The final bra feels pretty close and fits well enough to wear, although I think I’d like to test out the 32B pattern separately. There’s only so much one can tell from fitting the cups. I really had to complete the entire bra to get an idea of fit and once it was all together the bridge seemed a little narrow, the underwires too close together. (In bras, as cup sizes increase, the bridge gets narrower.)

The question becomes, what shape is supposed to be happening and how close of a “natural shape” do I want?
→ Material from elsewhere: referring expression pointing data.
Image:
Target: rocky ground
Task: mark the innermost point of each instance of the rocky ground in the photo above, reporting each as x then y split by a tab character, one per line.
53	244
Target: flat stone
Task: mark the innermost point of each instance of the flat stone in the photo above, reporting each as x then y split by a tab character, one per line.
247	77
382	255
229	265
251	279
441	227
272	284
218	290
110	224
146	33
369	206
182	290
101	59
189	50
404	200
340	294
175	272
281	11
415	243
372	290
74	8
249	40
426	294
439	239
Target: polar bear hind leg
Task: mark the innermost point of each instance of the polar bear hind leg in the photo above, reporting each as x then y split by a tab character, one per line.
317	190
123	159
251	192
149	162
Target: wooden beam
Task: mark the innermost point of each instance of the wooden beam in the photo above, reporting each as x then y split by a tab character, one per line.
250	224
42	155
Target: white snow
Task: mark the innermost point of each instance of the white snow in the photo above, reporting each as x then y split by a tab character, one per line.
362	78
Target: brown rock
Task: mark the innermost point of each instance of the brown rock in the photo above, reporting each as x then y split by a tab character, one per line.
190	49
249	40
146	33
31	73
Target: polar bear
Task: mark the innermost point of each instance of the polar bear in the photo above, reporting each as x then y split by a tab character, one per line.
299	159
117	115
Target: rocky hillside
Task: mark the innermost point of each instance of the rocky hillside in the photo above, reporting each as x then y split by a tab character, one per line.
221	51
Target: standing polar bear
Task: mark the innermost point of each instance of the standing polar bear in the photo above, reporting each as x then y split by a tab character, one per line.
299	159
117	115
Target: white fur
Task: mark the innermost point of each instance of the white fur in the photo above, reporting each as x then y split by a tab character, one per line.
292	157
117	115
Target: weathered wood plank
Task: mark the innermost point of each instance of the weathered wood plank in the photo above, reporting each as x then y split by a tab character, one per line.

The full-coverage style of this pattern is pretty new to me. It might seem cute on the hanger but it’s a tad medical-looking on the body. I’d love to modify or try something closer to a demi bra or a contour t-shirt style, which could certainly change the fit. Most of my bras also have a vertical seam or dart (like the Stella and Carine Gilson bras above) rather than the horizontal seaming of the bra pattern. It seems a bit old school, but maybe that’s just an association I have. But I look forward to re-shaping and playing around the the design details in future bras.

6 comments

  1. Tanit-Isis says:

    Oooh, nifty! Your changes sound like exactly what I would want to do—I always have issues with underwires being too narrow (or, if the underwire fits, the cup is huge). Bra sewing is one of those things that tickles my brain, but I haven’t had the guts (or motivation) to get moving on… hmm… I’ll be very interested to see where this takes you 🙂

    • Amy says:

      It might not have come across, but it was really fun making this! Save your old bra underwires in case you ever do make one. You can always fit the cup to the underwires you like best.

      • Amy says:

        Oh, great thought. One of my cats eats bra straps. Before I got in the habit of always putting my bras away, I lost quite a few. It never occurred to me to save them for parts! (Though, at that time, I wasn’t sewing…) Could you also save the clasps in the back? Or, are those easy to come by?

  2. Amy says:

    Haha, my cats eat all my hair bands (and dogs eat the socks). I just started saving the underwires but it looks to me like the clasps get kind of ratty. You can save the little hardware rings and slides that the straps thread into. I got my notions at Bramakers Supply. There’s also sewsassy.com and I think a few sellers on ebay.

  3. christy says:

    Hi I dont know if I over looked it but would you share where you like to order your lace from online. The fabric stores in my area I’m in Virginia I’m finding they don’t carry the 4-6 inch stretch fabric.
    Thank You
    Christy

    • Amy says:

      Hi Christy, I get my lace from many places, mostly online. If you’re looking to make bras, some of the bra kit sellers (like Merckwaerdigh and Elingeria) include them in their kits. Etsy also has a truckload of galloon lace sellers so you might want to poke around there. (I like Mary Not Martha – she has some pretty laces.)